The numerical solution of the nonlinear equation for the chloride-anion concentration [Cl^–] (see the preceding paragraph) was carried out as follows. The right-hand part of equation (14) (∑n_ic_i) is a sum of concentrations of all system’s components c_i (depending on the variant of the calculations, part of concentrations was zeroed, that is, excludes from the summation over i) with positive coefficients n_i, where each quantity c_i is connected with [Cl^–] by a corresponding equation (А1)–(А11) from Table 2. At that, all concentrations c_i increased monotonously with the increasing of the concentration [Cl^–]. This means that (at any fixed values of рН and Е) the sum of concentrations ∑n_ic_i also increased monotonously with the increasing of the concentration [Cl^–]. Moreover, the sun is 0 at zero concentration [Cl^–] for any values of рН and Е. Wherefrom we derived a conclusion: at any value of the system’s global parameters (рН, Е, and с_tot) there exists—moreover, the only possible—solution of equation (14)for [Cl^–], that is, the sum of concentrations ∑n_ic_i equals с_tot. As at any nonzero (positive) value of [Cl^–] the rest of the concentrations also is positive, the above-mentioned only possible solution falls within the interval: 0 < [Cl^–] < с_tot, because at its left-hand boundary the sum ∑n_ic_i is 0; at its right-hand boundary, a fortiori it exceeds с_tot.

To find the solution of equation (14) in this interval, we used the bisection method, that is, the halving of the interval and the calculating of the sum ∑n_ic_i for this mid-value of [Cl^–], for example, at [Cl^–] = 1/2с_tot in the first step. When the obtained value of the sum is larger than с_tot, the solution of the equation should be looked for at the left-hand half of the interval; when the sum is less than с_tot, the root is located at the right-hand half of the interval. This procedure is further repeated for the required half of the interval, and so on, until the preset accuracy of determination of [Cl^–] or deviation of the summary concentration, that is, the difference ∑n_ic_i – с_tot, has been reached.

For the other set of global parameters (рН, Е, and с_tot), for instance, for the other value of the potential Е, the same procedure is to be repeated. Eventually, the system’s composition has been found, that is, all considered concentrations c_i, as well as the system’s redox-charge Q and the chlorine-atom mean oxidation state х is found using equations (15) as a function of the potential Е at given values of the rest of parameters (рН and с_tot).

At sufficiently high positive potentials, the concentration [Cl^–] becomes so small that the above-described calculations became impossible because of limited accuracy of the numerical operations. In this case, we used in the calculation the same approach, yet, we chose as a basic unknown the concentration of the compound with positive oxidation degree, e.g., \(\left[ {{\text{ClO}}_{3}^{ - }} \right]\) for the variants (e) and (d) or [ClО₂] for the variant (c). There exists a broad interval of intermediate potentials in which we succeeded in the calculating of both unknown quantities whose comparison allowed verifying the identity of the obtained results.

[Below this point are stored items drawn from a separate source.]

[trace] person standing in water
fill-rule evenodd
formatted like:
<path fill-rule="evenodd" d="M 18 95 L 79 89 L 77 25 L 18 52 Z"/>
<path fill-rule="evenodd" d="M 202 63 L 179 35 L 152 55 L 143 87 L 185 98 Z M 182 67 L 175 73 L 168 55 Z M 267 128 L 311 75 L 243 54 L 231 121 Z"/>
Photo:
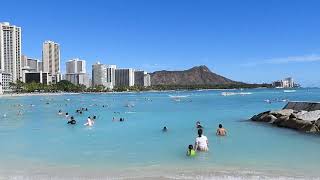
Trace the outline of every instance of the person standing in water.
<path fill-rule="evenodd" d="M 188 146 L 187 156 L 189 157 L 196 156 L 196 151 L 193 149 L 193 146 L 191 144 Z"/>
<path fill-rule="evenodd" d="M 58 115 L 59 115 L 59 116 L 61 116 L 61 115 L 62 115 L 62 111 L 61 111 L 61 110 L 59 110 Z"/>
<path fill-rule="evenodd" d="M 197 123 L 196 123 L 196 128 L 198 128 L 198 129 L 203 128 L 203 127 L 201 126 L 201 124 L 200 124 L 200 121 L 197 121 Z"/>
<path fill-rule="evenodd" d="M 94 122 L 88 117 L 87 122 L 84 124 L 85 126 L 93 126 Z"/>
<path fill-rule="evenodd" d="M 163 127 L 162 132 L 167 132 L 167 131 L 168 131 L 167 126 Z"/>
<path fill-rule="evenodd" d="M 67 124 L 76 124 L 77 123 L 77 121 L 74 119 L 74 117 L 73 116 L 71 116 L 71 119 L 70 119 L 70 121 L 68 121 L 68 123 Z"/>
<path fill-rule="evenodd" d="M 196 138 L 194 147 L 197 151 L 209 151 L 208 138 L 205 135 L 202 135 L 202 133 L 203 133 L 203 130 L 198 129 L 198 137 Z"/>
<path fill-rule="evenodd" d="M 222 127 L 222 124 L 219 124 L 219 128 L 217 129 L 216 135 L 217 136 L 226 136 L 227 135 L 227 130 Z"/>

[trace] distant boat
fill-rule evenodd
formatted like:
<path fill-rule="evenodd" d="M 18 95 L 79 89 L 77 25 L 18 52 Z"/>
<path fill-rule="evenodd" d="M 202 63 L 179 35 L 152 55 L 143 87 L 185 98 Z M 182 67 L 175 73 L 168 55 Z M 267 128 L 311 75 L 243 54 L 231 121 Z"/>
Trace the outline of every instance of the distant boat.
<path fill-rule="evenodd" d="M 283 90 L 283 92 L 284 93 L 293 93 L 293 92 L 296 92 L 296 90 L 294 90 L 294 89 L 293 90 Z"/>

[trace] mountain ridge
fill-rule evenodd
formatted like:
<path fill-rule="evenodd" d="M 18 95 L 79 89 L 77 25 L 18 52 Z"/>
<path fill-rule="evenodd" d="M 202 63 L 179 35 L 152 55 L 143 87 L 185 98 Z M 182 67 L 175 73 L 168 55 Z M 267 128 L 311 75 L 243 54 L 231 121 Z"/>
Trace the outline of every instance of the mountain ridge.
<path fill-rule="evenodd" d="M 207 66 L 194 66 L 182 71 L 155 71 L 150 73 L 152 85 L 230 85 L 244 84 L 213 73 Z"/>

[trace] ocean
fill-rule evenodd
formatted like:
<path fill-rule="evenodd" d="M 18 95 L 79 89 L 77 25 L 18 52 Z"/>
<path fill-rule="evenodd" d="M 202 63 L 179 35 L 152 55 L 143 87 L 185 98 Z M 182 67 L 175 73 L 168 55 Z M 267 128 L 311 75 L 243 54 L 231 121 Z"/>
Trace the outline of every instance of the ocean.
<path fill-rule="evenodd" d="M 0 179 L 320 179 L 318 135 L 248 121 L 288 100 L 320 101 L 320 89 L 1 97 Z M 210 150 L 190 158 L 197 121 Z"/>

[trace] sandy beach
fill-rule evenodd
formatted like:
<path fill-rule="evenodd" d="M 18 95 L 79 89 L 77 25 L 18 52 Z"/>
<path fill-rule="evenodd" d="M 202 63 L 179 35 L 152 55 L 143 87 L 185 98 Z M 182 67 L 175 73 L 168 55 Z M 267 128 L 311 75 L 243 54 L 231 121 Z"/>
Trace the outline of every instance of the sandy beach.
<path fill-rule="evenodd" d="M 12 94 L 1 94 L 0 98 L 2 97 L 23 97 L 23 96 L 61 96 L 61 95 L 75 95 L 80 93 L 12 93 Z"/>

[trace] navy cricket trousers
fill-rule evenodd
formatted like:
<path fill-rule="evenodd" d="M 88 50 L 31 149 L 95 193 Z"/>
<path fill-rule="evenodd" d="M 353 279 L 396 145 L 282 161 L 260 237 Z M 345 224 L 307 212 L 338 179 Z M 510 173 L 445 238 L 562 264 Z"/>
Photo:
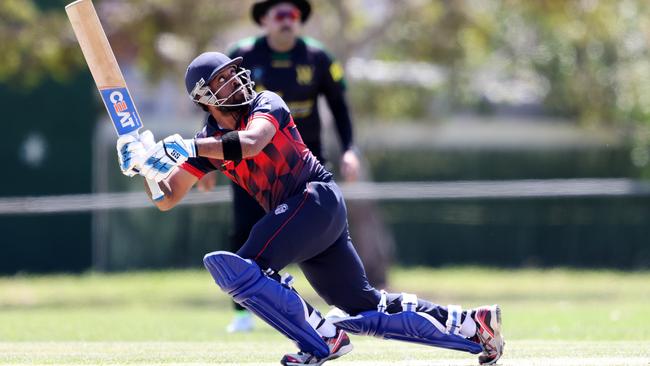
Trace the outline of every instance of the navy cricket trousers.
<path fill-rule="evenodd" d="M 302 194 L 269 211 L 237 254 L 276 273 L 297 263 L 319 296 L 349 314 L 377 308 L 380 294 L 352 245 L 334 181 L 309 182 Z"/>
<path fill-rule="evenodd" d="M 309 182 L 302 194 L 267 213 L 237 254 L 275 273 L 297 263 L 318 295 L 348 314 L 377 310 L 381 295 L 368 283 L 352 245 L 343 194 L 334 181 Z M 401 301 L 401 293 L 388 294 L 386 312 L 402 311 Z M 423 299 L 416 311 L 442 324 L 447 319 L 446 307 Z"/>

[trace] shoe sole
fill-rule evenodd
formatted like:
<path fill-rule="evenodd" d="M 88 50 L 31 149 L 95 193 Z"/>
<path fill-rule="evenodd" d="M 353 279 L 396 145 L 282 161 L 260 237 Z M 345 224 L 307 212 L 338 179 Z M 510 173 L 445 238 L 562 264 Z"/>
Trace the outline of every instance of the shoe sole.
<path fill-rule="evenodd" d="M 324 364 L 327 361 L 335 360 L 335 359 L 337 359 L 337 358 L 339 358 L 341 356 L 344 356 L 344 355 L 350 353 L 350 351 L 352 351 L 352 349 L 354 349 L 354 347 L 352 346 L 352 343 L 346 344 L 345 346 L 342 346 L 341 348 L 339 348 L 339 350 L 335 354 L 329 355 L 329 356 L 323 358 L 322 360 L 318 361 L 317 363 L 287 362 L 287 363 L 282 363 L 282 364 L 285 365 L 285 366 L 303 366 L 303 365 L 320 366 L 320 365 Z"/>
<path fill-rule="evenodd" d="M 346 344 L 345 346 L 341 347 L 341 349 L 339 349 L 339 351 L 336 352 L 334 355 L 336 356 L 336 358 L 339 358 L 339 357 L 341 357 L 343 355 L 347 355 L 353 349 L 354 349 L 354 346 L 352 345 L 352 343 L 349 343 L 349 344 Z"/>
<path fill-rule="evenodd" d="M 316 364 L 314 364 L 314 365 L 320 366 L 320 365 L 322 365 L 325 361 L 336 360 L 337 358 L 339 358 L 339 357 L 341 357 L 341 356 L 345 356 L 346 354 L 350 353 L 350 351 L 352 351 L 353 348 L 354 348 L 354 347 L 352 346 L 352 343 L 350 343 L 350 344 L 346 344 L 345 346 L 339 348 L 339 350 L 338 350 L 335 354 L 333 354 L 333 355 L 329 355 L 329 356 L 325 357 L 324 359 L 322 359 L 322 360 L 320 361 L 320 363 L 316 363 Z"/>

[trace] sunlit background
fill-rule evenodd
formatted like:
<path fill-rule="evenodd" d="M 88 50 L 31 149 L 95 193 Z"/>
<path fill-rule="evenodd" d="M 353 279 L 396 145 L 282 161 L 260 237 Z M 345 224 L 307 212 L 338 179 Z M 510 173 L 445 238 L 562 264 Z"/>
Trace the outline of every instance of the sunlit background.
<path fill-rule="evenodd" d="M 0 272 L 199 267 L 228 240 L 228 185 L 193 201 L 211 203 L 159 213 L 120 174 L 66 2 L 0 3 Z M 261 32 L 251 1 L 95 3 L 159 138 L 200 127 L 188 62 Z M 348 199 L 371 200 L 394 263 L 650 266 L 650 3 L 313 6 L 303 33 L 344 66 L 366 164 L 368 185 Z M 372 182 L 395 183 L 392 196 Z"/>
<path fill-rule="evenodd" d="M 228 247 L 229 182 L 163 213 L 120 173 L 68 2 L 0 1 L 0 364 L 277 364 L 293 345 L 259 320 L 226 333 L 202 269 Z M 650 2 L 311 2 L 303 34 L 345 70 L 364 169 L 341 185 L 371 280 L 499 303 L 501 365 L 648 365 Z M 252 0 L 94 3 L 158 139 L 201 127 L 189 61 L 262 32 Z M 352 341 L 334 365 L 475 364 Z"/>

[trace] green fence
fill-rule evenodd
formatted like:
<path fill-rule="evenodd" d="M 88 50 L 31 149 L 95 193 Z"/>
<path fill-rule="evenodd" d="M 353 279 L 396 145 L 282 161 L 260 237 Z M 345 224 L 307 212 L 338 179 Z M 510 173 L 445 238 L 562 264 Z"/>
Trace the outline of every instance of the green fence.
<path fill-rule="evenodd" d="M 91 191 L 98 108 L 90 75 L 30 92 L 0 85 L 2 196 Z M 0 273 L 81 271 L 91 265 L 91 214 L 1 216 Z"/>
<path fill-rule="evenodd" d="M 650 197 L 382 207 L 405 265 L 650 268 Z"/>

The correctness of the calculations was controlled by the calculating of the summary concentration of chlorine atoms, as well as by verifying the fulfilment of equations (А1)–(А11).

When performing the calculations (at fixed values of рН and c_tot) for a set of various potential values, we succeeded in the predicting of the dependence of х on Е (or, which is the same thing, Е on х, see Fig. 1), as well as the system composition on the electrode potential Е (Fig. 3) or on the mean oxidation degree х (Fig. 2) for each evolution variant (а)–(e).